Como adelantamos, algunos de los trabajos analizados no son ni pretenden ser etnografías. A pesar de esto, los hemos incluido en nuestra revisión, pues utilizan algunas técnicas empleadas por etnógrafos, desde luego no exclusivas de este tipo de investigación social. Nos referimos a los aportes de orientación sociológica como el de Fabiana Rivas y Libertad Vidal (2014) acerca del folclore patrimonial y emergente de La Araucanía o la investigación de Ernesto Sepúlveda (2011) de los procesos de hibridación en música mapuche actual en sus diversos estilos. Los autores utilizan la entrevista en profundidad, herramienta de uso frecuente en el trabajo etnográfico. El análisis de este tipo de investigaciones nos permite contrastar el tipo de conclusiones a las que se llega por medio de diversas metodologías cualitativas. Esta es otra razón por la que incluimos dichas publicaciones en el presente artículo. Ambas investigaciones se centran en expresiones musicales mapuche poco estudiadas en ese momento. Las reflexiones de sus autores en torno a la relación de los discursos de los músicos a quienes entrevistaron y categorías como identidad, resistencia o industria son, sin duda alguna, aportes novedosos al estudio de la música mapuche. Su trabajo se centra en el análisis de lo dicho por los músicos, por tanto, no considera la observación de las prácticas musicales de sus entrevistados.

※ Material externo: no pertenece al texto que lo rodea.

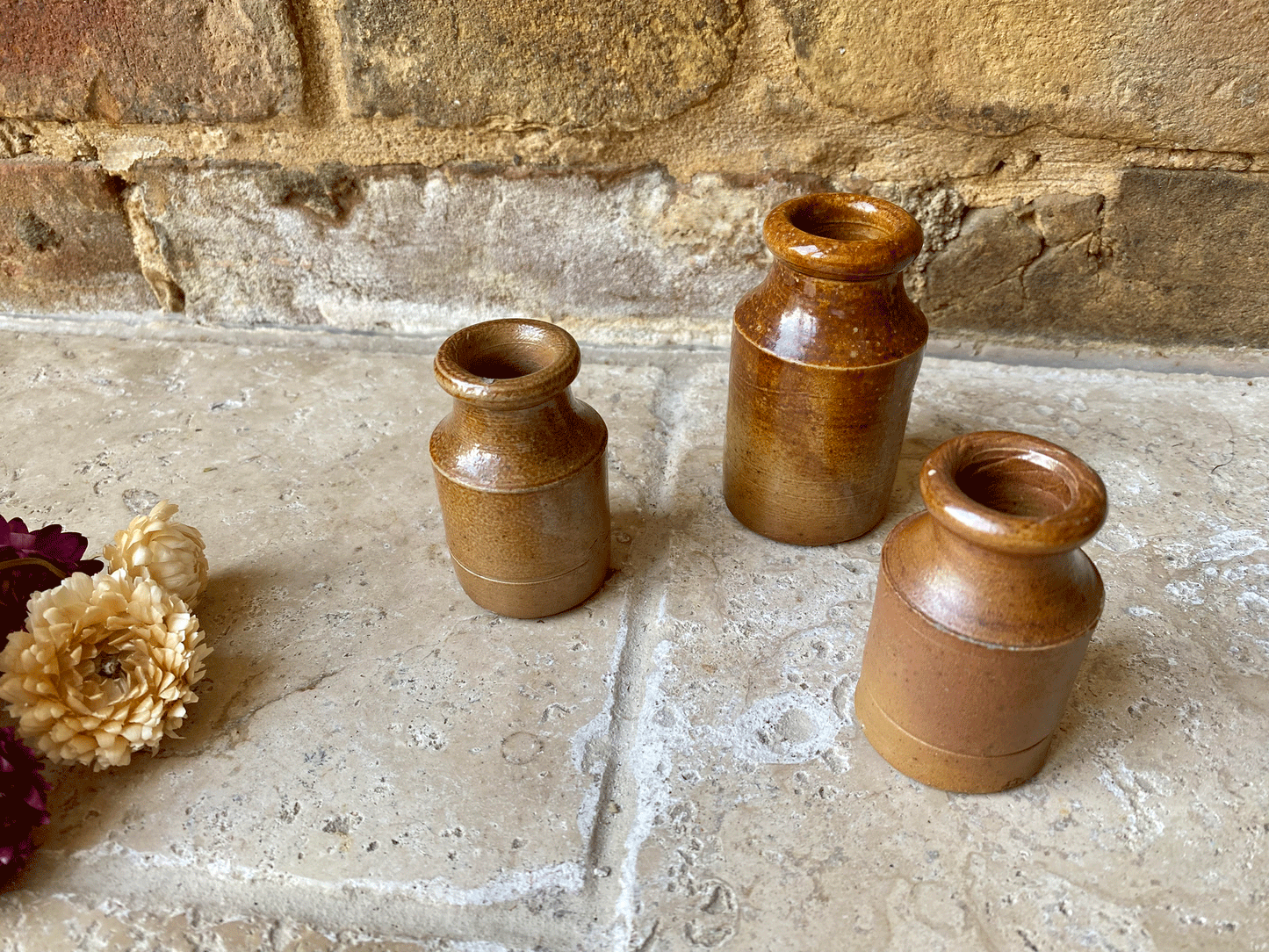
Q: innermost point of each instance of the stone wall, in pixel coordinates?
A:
(1084, 171)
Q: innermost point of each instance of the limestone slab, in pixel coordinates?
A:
(374, 763)
(362, 725)
(767, 820)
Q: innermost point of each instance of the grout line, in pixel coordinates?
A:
(317, 34)
(628, 780)
(1100, 356)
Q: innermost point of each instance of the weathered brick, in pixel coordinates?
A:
(422, 249)
(1182, 74)
(63, 240)
(1189, 251)
(609, 62)
(1175, 258)
(148, 60)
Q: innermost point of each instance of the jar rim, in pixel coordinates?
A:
(508, 364)
(843, 235)
(1013, 493)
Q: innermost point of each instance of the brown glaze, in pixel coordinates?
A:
(985, 606)
(824, 356)
(521, 470)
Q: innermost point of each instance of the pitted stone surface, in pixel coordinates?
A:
(128, 61)
(536, 63)
(374, 763)
(1177, 75)
(769, 820)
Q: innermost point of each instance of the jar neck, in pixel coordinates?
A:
(998, 598)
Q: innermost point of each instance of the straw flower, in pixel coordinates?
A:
(105, 667)
(171, 552)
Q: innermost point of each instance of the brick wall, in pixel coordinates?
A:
(1083, 170)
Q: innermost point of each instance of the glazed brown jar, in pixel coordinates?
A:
(824, 356)
(521, 470)
(985, 607)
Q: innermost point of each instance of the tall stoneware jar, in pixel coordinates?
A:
(824, 356)
(985, 606)
(521, 470)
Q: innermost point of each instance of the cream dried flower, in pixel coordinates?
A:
(105, 667)
(171, 552)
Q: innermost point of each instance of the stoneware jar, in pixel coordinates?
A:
(824, 356)
(521, 470)
(985, 606)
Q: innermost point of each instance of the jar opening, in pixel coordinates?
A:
(1017, 485)
(835, 224)
(843, 236)
(508, 362)
(1013, 493)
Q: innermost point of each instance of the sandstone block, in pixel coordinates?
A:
(1189, 251)
(422, 250)
(1182, 74)
(148, 60)
(536, 63)
(63, 240)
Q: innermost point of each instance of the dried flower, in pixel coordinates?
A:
(171, 552)
(33, 561)
(22, 803)
(105, 667)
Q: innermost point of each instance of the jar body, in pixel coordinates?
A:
(972, 650)
(823, 370)
(523, 493)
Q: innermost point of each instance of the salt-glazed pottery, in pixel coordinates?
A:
(985, 606)
(824, 356)
(521, 470)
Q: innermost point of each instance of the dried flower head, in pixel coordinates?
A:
(171, 552)
(22, 803)
(33, 561)
(105, 667)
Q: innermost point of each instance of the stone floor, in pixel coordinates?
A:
(377, 764)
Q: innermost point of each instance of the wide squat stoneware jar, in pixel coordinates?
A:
(824, 356)
(522, 470)
(985, 607)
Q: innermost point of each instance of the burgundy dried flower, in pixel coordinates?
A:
(22, 803)
(33, 561)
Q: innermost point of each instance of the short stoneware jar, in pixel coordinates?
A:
(985, 606)
(521, 470)
(824, 356)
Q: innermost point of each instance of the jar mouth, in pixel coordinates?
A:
(843, 236)
(1013, 493)
(509, 364)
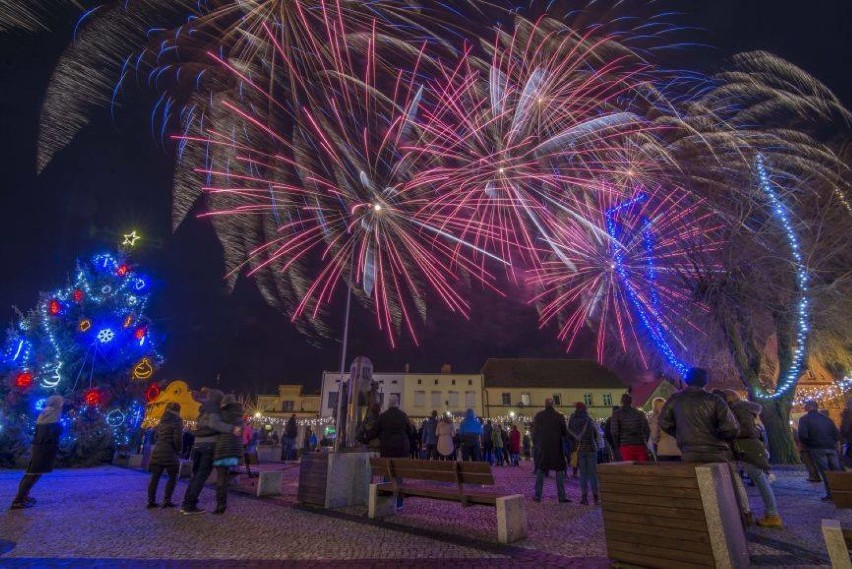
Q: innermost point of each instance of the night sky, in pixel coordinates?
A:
(115, 177)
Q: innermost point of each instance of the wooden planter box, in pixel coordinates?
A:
(672, 515)
(334, 479)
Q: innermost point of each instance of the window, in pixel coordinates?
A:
(470, 399)
(454, 400)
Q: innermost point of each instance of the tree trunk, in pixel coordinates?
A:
(776, 419)
(775, 416)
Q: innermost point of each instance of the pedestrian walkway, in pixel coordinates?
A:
(97, 518)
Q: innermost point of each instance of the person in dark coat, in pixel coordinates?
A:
(630, 431)
(582, 429)
(44, 448)
(392, 429)
(288, 442)
(487, 447)
(549, 429)
(749, 450)
(228, 450)
(208, 427)
(166, 455)
(613, 448)
(820, 436)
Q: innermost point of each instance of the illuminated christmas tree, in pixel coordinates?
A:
(90, 342)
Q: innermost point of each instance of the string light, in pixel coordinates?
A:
(649, 321)
(823, 393)
(130, 239)
(790, 376)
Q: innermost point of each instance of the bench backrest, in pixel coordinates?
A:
(840, 484)
(433, 470)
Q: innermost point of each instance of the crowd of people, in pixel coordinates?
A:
(694, 426)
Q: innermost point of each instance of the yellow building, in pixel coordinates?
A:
(518, 387)
(289, 400)
(441, 392)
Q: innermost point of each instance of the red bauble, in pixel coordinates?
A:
(24, 380)
(93, 397)
(152, 392)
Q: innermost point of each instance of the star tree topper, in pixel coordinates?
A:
(130, 239)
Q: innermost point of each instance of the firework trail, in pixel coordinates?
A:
(630, 256)
(514, 138)
(339, 188)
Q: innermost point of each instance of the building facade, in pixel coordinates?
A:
(518, 387)
(444, 392)
(389, 384)
(289, 400)
(419, 393)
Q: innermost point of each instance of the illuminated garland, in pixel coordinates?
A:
(827, 393)
(789, 378)
(648, 314)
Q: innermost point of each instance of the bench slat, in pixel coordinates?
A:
(649, 481)
(673, 513)
(659, 524)
(839, 480)
(674, 494)
(649, 551)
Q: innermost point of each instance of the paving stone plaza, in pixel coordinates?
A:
(96, 517)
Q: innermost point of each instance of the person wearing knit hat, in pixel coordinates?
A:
(44, 449)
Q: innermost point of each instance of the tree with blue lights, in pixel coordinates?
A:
(90, 342)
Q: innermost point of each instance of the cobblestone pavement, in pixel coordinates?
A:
(97, 518)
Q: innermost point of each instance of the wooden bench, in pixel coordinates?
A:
(511, 515)
(672, 515)
(838, 540)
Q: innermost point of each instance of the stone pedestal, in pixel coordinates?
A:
(185, 469)
(334, 479)
(269, 483)
(511, 518)
(380, 505)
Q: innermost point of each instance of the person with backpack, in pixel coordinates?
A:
(582, 429)
(227, 451)
(166, 455)
(631, 431)
(45, 447)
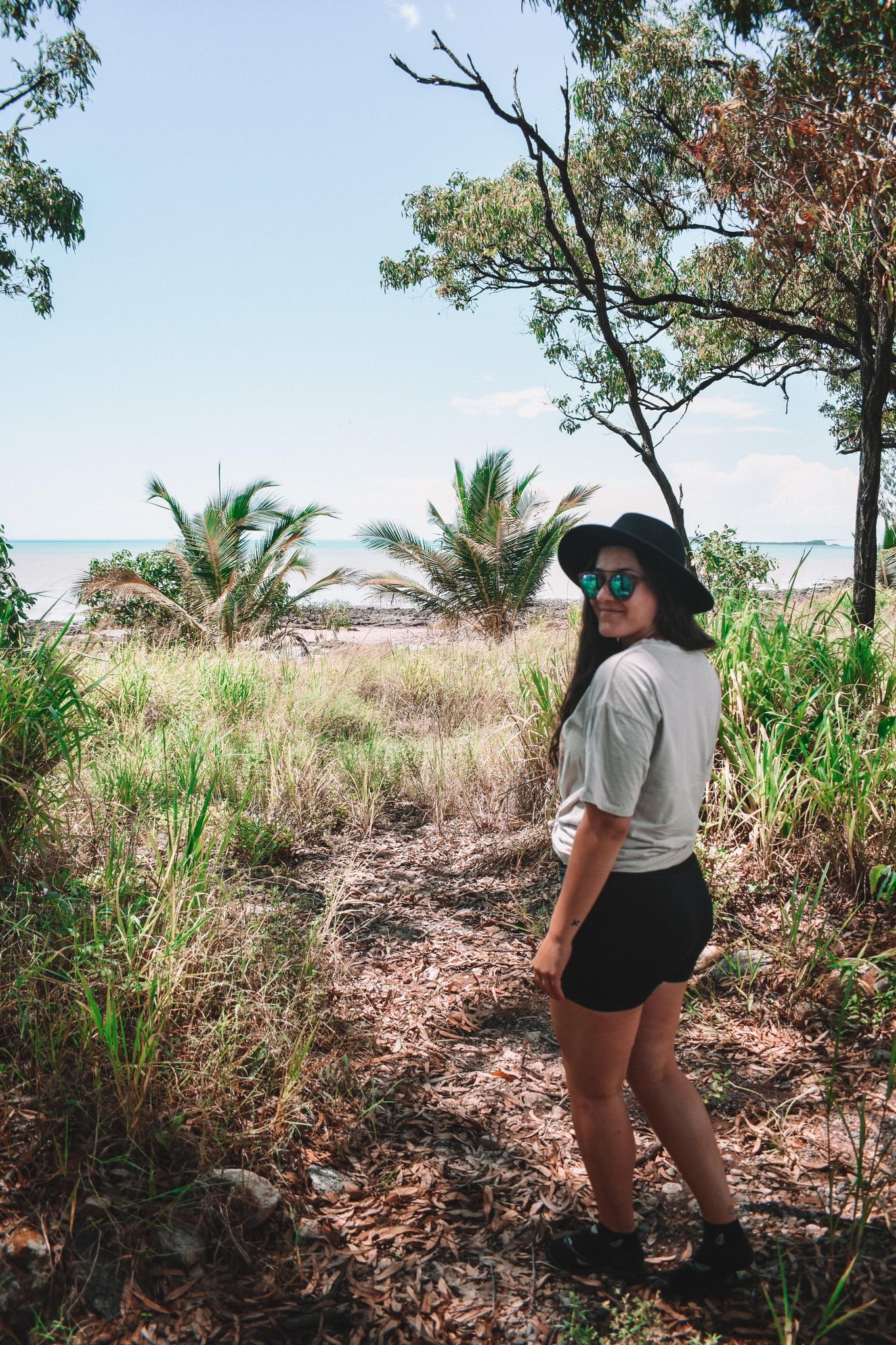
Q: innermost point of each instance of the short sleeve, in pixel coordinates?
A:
(620, 740)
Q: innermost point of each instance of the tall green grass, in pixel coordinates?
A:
(807, 747)
(45, 718)
(152, 966)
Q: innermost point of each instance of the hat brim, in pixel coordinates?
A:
(578, 552)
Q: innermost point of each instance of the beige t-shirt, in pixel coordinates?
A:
(640, 744)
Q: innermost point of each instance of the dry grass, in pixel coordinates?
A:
(169, 938)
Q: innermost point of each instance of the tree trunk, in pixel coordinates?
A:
(673, 502)
(876, 361)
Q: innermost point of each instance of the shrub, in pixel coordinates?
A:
(729, 567)
(135, 613)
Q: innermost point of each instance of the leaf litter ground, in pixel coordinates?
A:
(438, 1105)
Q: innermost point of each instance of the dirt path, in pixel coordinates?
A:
(467, 1153)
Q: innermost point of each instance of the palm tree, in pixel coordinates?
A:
(234, 558)
(489, 564)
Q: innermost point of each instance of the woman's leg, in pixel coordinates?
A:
(595, 1049)
(675, 1107)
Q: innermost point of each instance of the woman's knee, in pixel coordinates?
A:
(593, 1087)
(651, 1074)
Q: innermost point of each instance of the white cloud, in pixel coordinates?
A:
(526, 404)
(769, 496)
(409, 14)
(733, 408)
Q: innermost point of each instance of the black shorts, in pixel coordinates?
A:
(644, 929)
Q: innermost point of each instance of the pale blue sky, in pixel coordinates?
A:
(242, 181)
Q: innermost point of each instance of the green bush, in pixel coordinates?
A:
(729, 567)
(136, 613)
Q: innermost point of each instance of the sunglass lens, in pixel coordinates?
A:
(622, 586)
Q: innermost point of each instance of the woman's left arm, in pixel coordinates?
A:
(595, 847)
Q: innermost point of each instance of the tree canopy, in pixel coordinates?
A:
(664, 248)
(35, 205)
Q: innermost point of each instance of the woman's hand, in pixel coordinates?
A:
(550, 963)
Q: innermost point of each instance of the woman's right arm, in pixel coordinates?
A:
(595, 848)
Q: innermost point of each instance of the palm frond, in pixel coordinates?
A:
(124, 583)
(343, 575)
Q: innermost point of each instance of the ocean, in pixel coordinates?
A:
(51, 568)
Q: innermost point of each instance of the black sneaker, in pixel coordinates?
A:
(597, 1251)
(720, 1259)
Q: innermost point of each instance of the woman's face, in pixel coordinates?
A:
(633, 619)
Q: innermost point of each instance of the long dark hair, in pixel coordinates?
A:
(675, 623)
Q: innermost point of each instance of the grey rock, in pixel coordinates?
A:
(24, 1275)
(259, 1196)
(739, 965)
(184, 1246)
(324, 1180)
(97, 1266)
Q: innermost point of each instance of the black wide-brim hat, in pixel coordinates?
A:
(649, 537)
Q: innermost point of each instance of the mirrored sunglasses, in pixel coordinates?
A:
(622, 585)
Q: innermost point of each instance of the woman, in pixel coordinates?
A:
(634, 745)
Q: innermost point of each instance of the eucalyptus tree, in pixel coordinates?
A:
(35, 205)
(234, 560)
(593, 228)
(488, 564)
(715, 213)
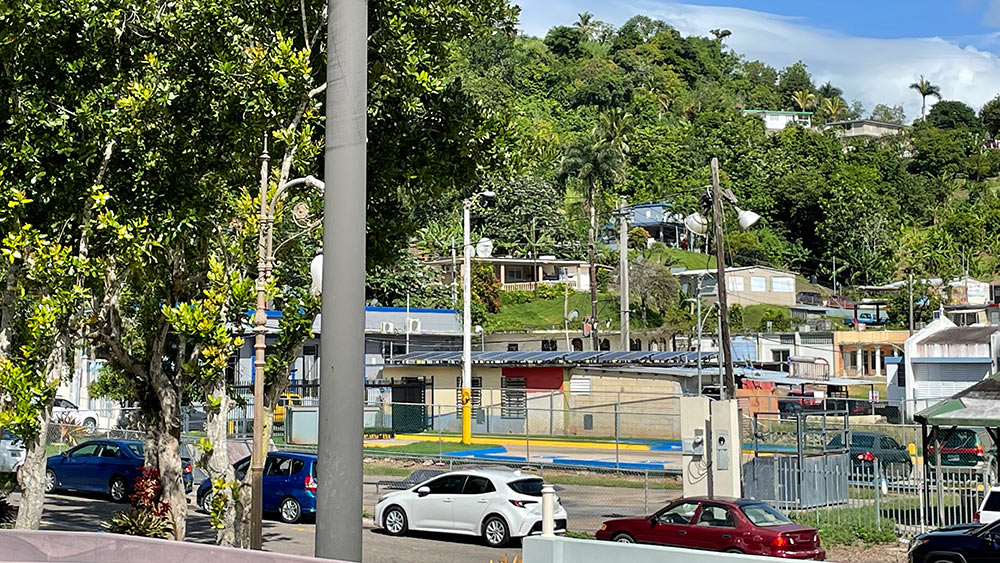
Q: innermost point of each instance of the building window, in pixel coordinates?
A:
(477, 394)
(513, 398)
(783, 285)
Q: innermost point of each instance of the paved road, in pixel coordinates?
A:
(84, 512)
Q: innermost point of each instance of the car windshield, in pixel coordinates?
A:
(531, 487)
(764, 515)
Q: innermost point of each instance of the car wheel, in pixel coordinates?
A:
(117, 489)
(495, 532)
(394, 521)
(50, 481)
(290, 510)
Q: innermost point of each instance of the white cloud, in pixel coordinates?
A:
(871, 70)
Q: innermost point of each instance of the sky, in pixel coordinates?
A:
(872, 50)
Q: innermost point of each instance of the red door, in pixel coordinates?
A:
(673, 525)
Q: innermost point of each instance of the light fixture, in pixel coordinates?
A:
(696, 223)
(746, 218)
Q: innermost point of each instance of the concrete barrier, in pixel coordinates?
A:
(568, 550)
(86, 547)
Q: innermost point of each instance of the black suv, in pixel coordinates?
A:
(966, 543)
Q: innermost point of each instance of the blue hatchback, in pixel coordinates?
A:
(289, 485)
(106, 466)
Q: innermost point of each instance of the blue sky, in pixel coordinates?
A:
(873, 50)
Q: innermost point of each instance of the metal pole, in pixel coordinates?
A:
(623, 273)
(341, 417)
(260, 346)
(466, 325)
(729, 384)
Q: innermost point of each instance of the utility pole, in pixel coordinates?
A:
(725, 352)
(623, 273)
(341, 418)
(911, 302)
(593, 270)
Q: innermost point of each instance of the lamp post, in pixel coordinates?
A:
(697, 224)
(467, 315)
(265, 263)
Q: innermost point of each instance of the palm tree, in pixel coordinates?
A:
(835, 109)
(925, 88)
(803, 99)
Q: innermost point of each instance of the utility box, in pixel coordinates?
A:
(695, 453)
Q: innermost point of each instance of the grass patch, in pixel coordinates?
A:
(429, 448)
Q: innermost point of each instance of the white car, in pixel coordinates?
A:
(496, 505)
(65, 410)
(989, 509)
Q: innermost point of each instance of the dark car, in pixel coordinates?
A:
(289, 485)
(719, 524)
(966, 543)
(870, 449)
(104, 466)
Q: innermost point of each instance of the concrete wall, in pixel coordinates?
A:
(567, 550)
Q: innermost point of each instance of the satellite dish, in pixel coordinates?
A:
(484, 248)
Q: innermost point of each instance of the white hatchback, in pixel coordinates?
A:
(496, 505)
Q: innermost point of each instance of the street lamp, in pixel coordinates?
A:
(697, 224)
(467, 315)
(265, 263)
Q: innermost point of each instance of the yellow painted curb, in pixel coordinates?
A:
(531, 443)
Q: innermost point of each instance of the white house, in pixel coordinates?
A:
(941, 360)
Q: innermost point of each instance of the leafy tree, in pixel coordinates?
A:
(925, 89)
(888, 114)
(989, 115)
(949, 114)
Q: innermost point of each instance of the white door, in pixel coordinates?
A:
(435, 510)
(471, 505)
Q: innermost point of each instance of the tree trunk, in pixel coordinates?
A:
(29, 513)
(32, 477)
(218, 465)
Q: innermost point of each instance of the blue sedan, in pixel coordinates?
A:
(289, 485)
(104, 466)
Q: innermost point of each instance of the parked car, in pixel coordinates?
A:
(108, 466)
(963, 451)
(809, 298)
(289, 485)
(286, 399)
(717, 524)
(989, 509)
(496, 505)
(840, 302)
(867, 448)
(65, 410)
(965, 543)
(11, 452)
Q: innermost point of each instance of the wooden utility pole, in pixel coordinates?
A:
(725, 351)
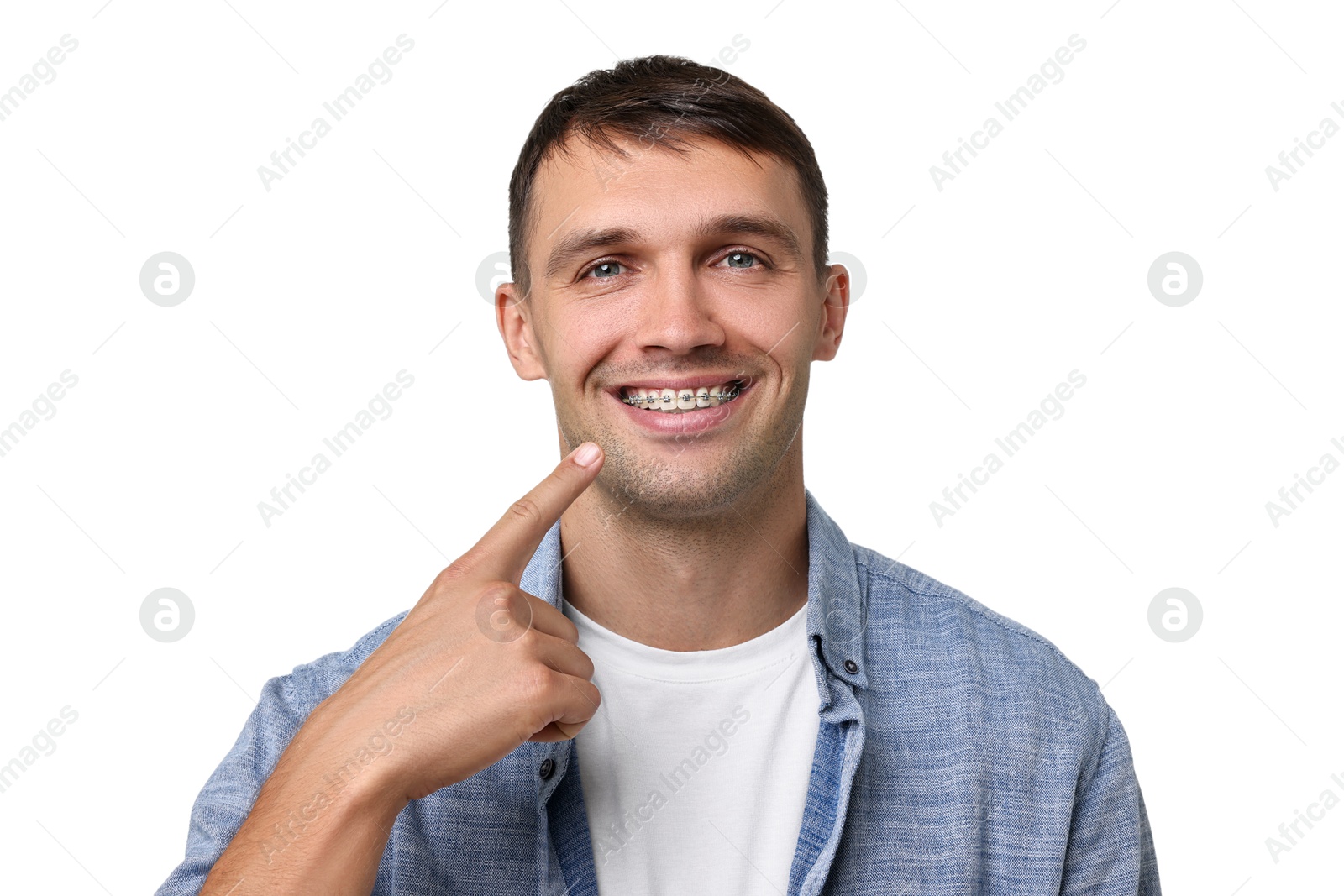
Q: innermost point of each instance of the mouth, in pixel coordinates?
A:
(682, 399)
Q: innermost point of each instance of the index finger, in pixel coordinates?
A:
(510, 544)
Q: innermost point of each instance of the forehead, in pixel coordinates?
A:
(658, 191)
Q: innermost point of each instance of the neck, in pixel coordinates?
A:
(703, 584)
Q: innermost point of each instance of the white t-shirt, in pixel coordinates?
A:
(696, 768)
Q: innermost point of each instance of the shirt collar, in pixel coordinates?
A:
(837, 611)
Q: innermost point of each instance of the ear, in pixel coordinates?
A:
(833, 309)
(512, 313)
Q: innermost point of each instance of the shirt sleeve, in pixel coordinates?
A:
(1110, 846)
(228, 794)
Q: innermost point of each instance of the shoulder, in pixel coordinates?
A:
(921, 627)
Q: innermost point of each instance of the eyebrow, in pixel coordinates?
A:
(585, 241)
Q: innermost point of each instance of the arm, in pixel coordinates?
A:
(476, 669)
(1110, 846)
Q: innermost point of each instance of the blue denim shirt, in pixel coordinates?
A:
(958, 752)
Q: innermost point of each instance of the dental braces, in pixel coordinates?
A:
(672, 399)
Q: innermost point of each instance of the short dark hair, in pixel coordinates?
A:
(659, 98)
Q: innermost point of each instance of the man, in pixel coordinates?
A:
(759, 705)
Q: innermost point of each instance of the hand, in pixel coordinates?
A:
(483, 665)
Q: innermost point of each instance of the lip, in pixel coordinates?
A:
(682, 382)
(689, 425)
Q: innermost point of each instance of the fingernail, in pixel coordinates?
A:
(586, 454)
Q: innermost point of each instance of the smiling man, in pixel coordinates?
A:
(665, 669)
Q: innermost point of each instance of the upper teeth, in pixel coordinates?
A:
(683, 399)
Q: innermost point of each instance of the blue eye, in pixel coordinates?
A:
(604, 270)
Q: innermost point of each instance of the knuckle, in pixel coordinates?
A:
(537, 684)
(524, 510)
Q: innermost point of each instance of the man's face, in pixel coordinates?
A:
(685, 275)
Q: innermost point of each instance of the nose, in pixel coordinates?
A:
(678, 315)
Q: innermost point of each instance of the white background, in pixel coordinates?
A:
(980, 298)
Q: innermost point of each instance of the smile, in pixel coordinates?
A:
(669, 401)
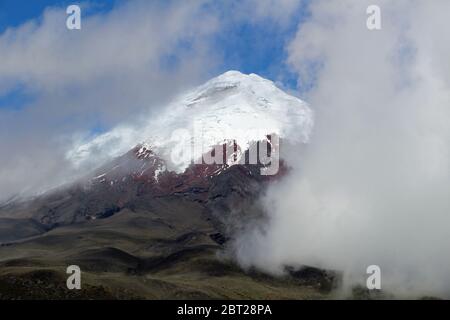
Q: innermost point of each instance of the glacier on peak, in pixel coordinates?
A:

Otros trabajos que no pretenden ser una etnografía pero que sí incluyen la observación de prácticas son los de Martínez (1996, 2002). Su análisis transdisciplinario de dos ceremonias mapuche (palin y choyke purrun) en contexto urbano (Santiago de Chile) considera, además de entrevistas y conversaciones, el estudio de prácticas y el registro audiovisual. El autor no desarrolla un texto etnográfico, sino más bien una reflexión teórica que dialoga con la etnomusicología (entre otras disciplinas), propone modelos originales de análisis y considera la observación de prácticas, aunque no sepamos qué tan prolongadas fueron, pues no lo indica. Su artículo de 2002 se ha transformado en una referencia obligada para todo estudioso de las músicas mapuche.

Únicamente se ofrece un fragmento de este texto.